Les femmes au cœur de la relance agricole
La participation remarquée des femmes à ce concours est un signal fort. À Libreville comme à Franceville, elles représentaient près de 40 % des candidats. « Cet intérêt des jeunes filles prouve que l’agriculture n’est plus perçue comme un secteur masculin, mais comme un domaine d’avenir », a souligné le ministre de l’Agriculture. Une tendance confirmée par des enquêtes locales menées à Mouila et Lébamba, révélant que les femmes restent les principales détentrices du savoir-faire en agriculture vivrière. Leur implication dans les filières manioc, banane plantain et légumes de saison représente une force économique souvent sous-estimée. Encourager leur participation à travers des programmes ciblés — accès au crédit, formation en gestion, sécurisation foncière — pourrait constituer un véritable accélérateur de développement rural.
Un enjeu de souveraineté et d’identité nationale
Sur le plan historique, le Gabon a déjà tenté plusieurs réformes agricoles, notamment à travers des fermes, les coopératives villageoises dans les années 1980, ou plus récemment le projet GRAINE. Si beaucoup de ces initiatives ont connu des limites, elles ont posé les bases d’une politique agricole nationale en quête de cohérence. Aujourd’hui, le défi consiste à tirer les leçons du passé en misant sur la formation, la recherche et l’innovation.
Dans un rapport de 2023, la FAO soulignait que l’Afrique centrale perd chaque année plus de 30 % de ses récoltes faute d’infrastructures de conservation et de transformation. Dans ce contexte, la montée en compétence des jeunes Gabonais formés à l’ENDR devient une arme stratégique pour maîtriser la production, la transformation et la distribution locale.

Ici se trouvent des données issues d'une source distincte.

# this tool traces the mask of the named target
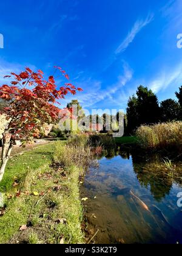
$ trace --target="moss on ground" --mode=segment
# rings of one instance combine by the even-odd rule
[[[6,203],[0,243],[84,243],[80,169],[51,166],[54,149],[50,143],[10,161],[0,184]]]

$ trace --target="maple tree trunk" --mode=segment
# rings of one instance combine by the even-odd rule
[[[5,168],[7,164],[8,160],[10,158],[13,146],[13,142],[10,140],[11,136],[8,133],[5,132],[2,135],[3,140],[1,164],[0,167],[0,182],[2,180],[5,172]]]

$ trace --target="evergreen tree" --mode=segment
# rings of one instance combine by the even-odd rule
[[[163,122],[178,120],[180,113],[180,104],[175,100],[168,99],[161,102],[161,115]]]

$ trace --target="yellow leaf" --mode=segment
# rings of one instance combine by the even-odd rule
[[[88,200],[89,199],[89,198],[88,197],[85,197],[85,198],[83,198],[81,200],[83,201],[86,201],[87,200]]]

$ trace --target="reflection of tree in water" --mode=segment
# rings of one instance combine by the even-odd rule
[[[130,159],[130,152],[129,150],[126,150],[126,151],[120,151],[120,155],[122,157],[123,159]]]
[[[155,200],[160,201],[169,194],[172,187],[172,177],[164,171],[164,168],[158,166],[158,155],[137,155],[132,152],[133,170],[142,186],[150,188]]]
[[[182,183],[177,176],[173,179],[169,175],[168,170],[161,165],[164,156],[157,154],[149,154],[146,152],[136,152],[130,149],[123,149],[120,147],[105,149],[101,158],[105,157],[112,159],[120,155],[123,159],[129,160],[132,157],[133,170],[141,186],[150,188],[152,194],[155,200],[160,201],[166,195],[169,194],[174,181]],[[179,182],[180,181],[180,182]]]

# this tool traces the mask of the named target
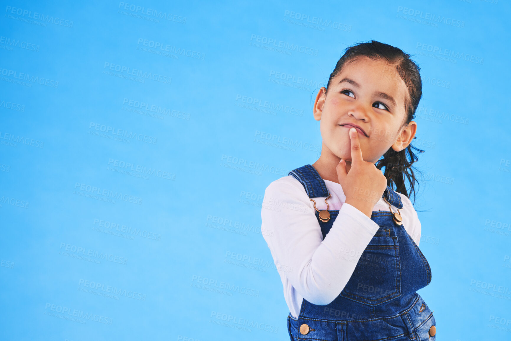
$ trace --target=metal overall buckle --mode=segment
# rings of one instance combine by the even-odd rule
[[[403,217],[401,217],[401,215],[399,214],[399,210],[402,210],[403,209],[398,209],[398,212],[392,212],[392,208],[390,207],[390,203],[387,201],[387,199],[385,199],[384,196],[382,197],[383,198],[383,200],[385,200],[385,202],[388,204],[388,210],[390,211],[390,213],[392,213],[392,217],[394,219],[394,221],[395,221],[396,223],[398,225],[403,225]]]
[[[328,212],[328,202],[327,202],[327,199],[331,196],[331,195],[330,195],[330,193],[329,193],[328,196],[324,199],[324,202],[327,204],[327,209],[322,210],[321,211],[319,211],[316,208],[316,201],[311,199],[311,201],[314,203],[314,210],[319,212],[319,220],[323,222],[327,222],[330,220],[330,212]]]

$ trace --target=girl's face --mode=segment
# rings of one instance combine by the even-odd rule
[[[393,66],[359,57],[344,64],[331,82],[326,96],[322,87],[314,103],[314,119],[320,121],[323,152],[351,161],[350,128],[358,132],[362,157],[376,163],[391,147],[406,148],[416,124],[404,125],[406,85]],[[327,155],[326,155],[327,156]]]

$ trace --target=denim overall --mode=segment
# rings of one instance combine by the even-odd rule
[[[309,198],[328,196],[324,181],[311,165],[289,175],[301,183]],[[401,197],[390,187],[387,187],[383,196],[394,207],[403,208]],[[323,222],[316,212],[323,239],[339,214],[338,210],[329,212],[330,219]],[[287,325],[291,341],[434,341],[433,312],[415,292],[431,282],[431,268],[391,214],[386,211],[373,212],[371,219],[380,229],[333,301],[317,305],[304,298],[298,319],[290,312]],[[351,259],[357,261],[356,258]]]

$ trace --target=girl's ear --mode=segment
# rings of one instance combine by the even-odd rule
[[[392,145],[392,149],[396,151],[401,151],[406,148],[411,143],[416,131],[417,123],[413,121],[410,121],[407,125],[405,126],[405,128],[403,129],[401,133],[398,137],[398,139]]]
[[[322,86],[318,92],[318,94],[316,95],[316,101],[314,102],[314,107],[312,110],[314,120],[316,121],[321,120],[321,115],[323,113],[323,106],[324,105],[324,100],[327,97],[325,95],[326,93],[327,88],[324,86]]]

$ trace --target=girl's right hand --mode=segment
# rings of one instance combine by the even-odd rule
[[[374,164],[364,161],[358,139],[358,132],[350,129],[351,143],[351,168],[346,169],[341,160],[336,167],[339,183],[346,195],[345,203],[357,208],[369,218],[373,208],[387,188],[387,178]]]

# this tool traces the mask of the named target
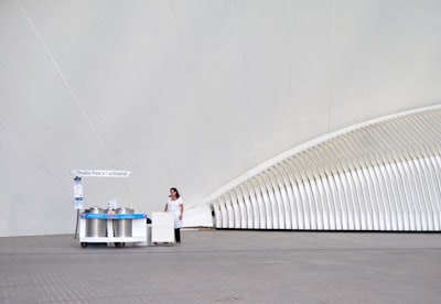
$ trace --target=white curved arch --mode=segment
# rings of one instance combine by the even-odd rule
[[[438,231],[440,121],[438,106],[354,126],[271,160],[222,193],[260,188],[247,202],[256,205],[250,210],[266,203],[266,229]],[[243,220],[250,228],[256,219]]]

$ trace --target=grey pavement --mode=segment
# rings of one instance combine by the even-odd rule
[[[180,246],[0,238],[0,303],[440,303],[441,235],[185,230]]]

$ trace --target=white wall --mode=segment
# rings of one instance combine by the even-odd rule
[[[441,99],[440,1],[0,2],[0,236],[186,207],[302,142]]]

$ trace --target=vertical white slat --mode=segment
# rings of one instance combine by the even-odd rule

Un investissement pour l’avenir
L’ENDR demeure un pilier du développement rural et un symbole de résilience économique et sociale. Chaque promotion qui en sortira, contribuera d’une manière ou d’une autre, à la modernisation des exploitations et à la gestion rationnelle des ressources. Au-delà des salles de composition et des épreuves, c’est tout un pays qui investit dans sa propre autonomie. Car de la réussite de ces jeunes dépend la capacité du Gabon à transformer son potentiel agricole en moteur de croissance et pilier de sa souveraineté économique.